I just finished it maybe three minutes ago.  And, up to the last chapter, I did enjoy it very much indeed.  But that LAST CHAPTER!

I'll be honest with you, blog.  I feel cheated when an Agatha Christie novel doesn't have a wedding at the end.  There are some books that I like to have sad endings - but when I go in for cheap entertainment, I am completely shameless in my desire for happy, CLEAR endings.  Sorry to shout at you in all caps, but I did so want a nice little "happy ever after" scene at the end - not stupid Mrs. Gibson!

I wonder what I would have thought of it if I hadn't seen an alternate ending beforehand.  Hm.

Nope, I gave it a moment's thought and I know I would still have been disappointed.  Yes, I like my fun reading cheap.  But after 500 pages!  Just throw me some kind of bone!

I promise, I did like it.  But I have to vent a bit.

Okay, I think Mrs. Gibson is without exception the most horrifying stepmother I've ever read.  She absolutely makes my skin crawl.  At least with the downright wicked stepmothers you can hate them and look forward to the inevitable day when the fairy-tale laws of retribution catch up with them and they are blinded or sent to do laundry for the rest of their lives.  Mrs.
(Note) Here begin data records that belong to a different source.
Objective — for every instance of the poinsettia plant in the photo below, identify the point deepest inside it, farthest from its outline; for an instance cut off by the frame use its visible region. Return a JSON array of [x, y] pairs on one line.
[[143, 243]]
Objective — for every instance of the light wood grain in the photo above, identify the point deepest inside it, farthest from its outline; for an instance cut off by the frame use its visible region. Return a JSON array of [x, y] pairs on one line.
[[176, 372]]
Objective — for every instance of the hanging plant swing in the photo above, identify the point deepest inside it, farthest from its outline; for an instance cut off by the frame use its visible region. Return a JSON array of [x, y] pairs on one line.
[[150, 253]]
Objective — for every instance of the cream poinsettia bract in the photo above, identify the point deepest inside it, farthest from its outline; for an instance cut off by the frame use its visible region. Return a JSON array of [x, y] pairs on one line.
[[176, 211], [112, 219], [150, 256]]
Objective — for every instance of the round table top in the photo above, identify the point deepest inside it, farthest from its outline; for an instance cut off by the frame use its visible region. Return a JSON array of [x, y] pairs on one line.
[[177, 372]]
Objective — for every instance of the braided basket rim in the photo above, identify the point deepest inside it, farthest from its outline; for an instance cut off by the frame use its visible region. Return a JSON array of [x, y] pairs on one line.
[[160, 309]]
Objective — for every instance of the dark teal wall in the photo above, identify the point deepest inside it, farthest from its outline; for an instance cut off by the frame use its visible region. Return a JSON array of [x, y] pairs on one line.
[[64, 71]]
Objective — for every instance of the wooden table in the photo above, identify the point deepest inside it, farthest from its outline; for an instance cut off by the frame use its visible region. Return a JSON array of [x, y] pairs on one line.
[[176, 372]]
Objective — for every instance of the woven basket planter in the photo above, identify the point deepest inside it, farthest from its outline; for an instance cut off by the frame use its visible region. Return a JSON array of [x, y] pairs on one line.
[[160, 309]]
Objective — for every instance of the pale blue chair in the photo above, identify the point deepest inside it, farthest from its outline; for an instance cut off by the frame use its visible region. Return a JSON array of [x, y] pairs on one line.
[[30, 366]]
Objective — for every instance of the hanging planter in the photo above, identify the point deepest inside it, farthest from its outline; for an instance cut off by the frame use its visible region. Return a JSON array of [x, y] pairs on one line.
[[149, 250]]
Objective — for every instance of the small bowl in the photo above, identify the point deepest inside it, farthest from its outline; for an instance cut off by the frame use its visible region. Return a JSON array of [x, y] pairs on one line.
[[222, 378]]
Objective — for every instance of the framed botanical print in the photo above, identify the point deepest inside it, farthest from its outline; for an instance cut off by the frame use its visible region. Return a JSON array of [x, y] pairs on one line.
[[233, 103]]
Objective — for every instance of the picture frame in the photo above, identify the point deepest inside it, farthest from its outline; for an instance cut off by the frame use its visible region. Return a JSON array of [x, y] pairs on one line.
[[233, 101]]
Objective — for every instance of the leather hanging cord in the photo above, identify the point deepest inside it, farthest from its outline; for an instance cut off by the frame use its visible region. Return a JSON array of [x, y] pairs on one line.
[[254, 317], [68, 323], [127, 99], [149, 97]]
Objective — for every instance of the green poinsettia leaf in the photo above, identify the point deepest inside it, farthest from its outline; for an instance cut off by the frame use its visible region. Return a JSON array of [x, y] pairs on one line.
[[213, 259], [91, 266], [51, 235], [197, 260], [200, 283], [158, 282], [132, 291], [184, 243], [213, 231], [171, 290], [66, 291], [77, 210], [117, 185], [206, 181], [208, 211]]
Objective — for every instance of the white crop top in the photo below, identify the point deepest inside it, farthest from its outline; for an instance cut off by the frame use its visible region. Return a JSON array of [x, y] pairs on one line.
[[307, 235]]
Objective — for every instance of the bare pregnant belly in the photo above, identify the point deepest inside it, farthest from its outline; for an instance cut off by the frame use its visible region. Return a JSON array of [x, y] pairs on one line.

Gibson scares me a million times more than any wicked stepmothers - I believe that she could really exist.  She is completely believable.  I mean, you see similar bits of behavior all the time.  I'll hand it to Elizabeth Gaskell, she could write realistic people.  I don't know who I loathe more, Mrs. Gibson or Mary Musgrove.

CONCLUSION:  It was excellent, but I am rather frustrated.  In an hour I'll be fine and probably up for Cranford, but right now I could shriek.  I am doing so in my mind.

TWO DAYS LATER:  Okay, I really did like this book.  I guess it did sort of, like, make an impression on me.  I guess it, like, makes me want to be a more straightforward person.  And have better posture.  So, like, yeah.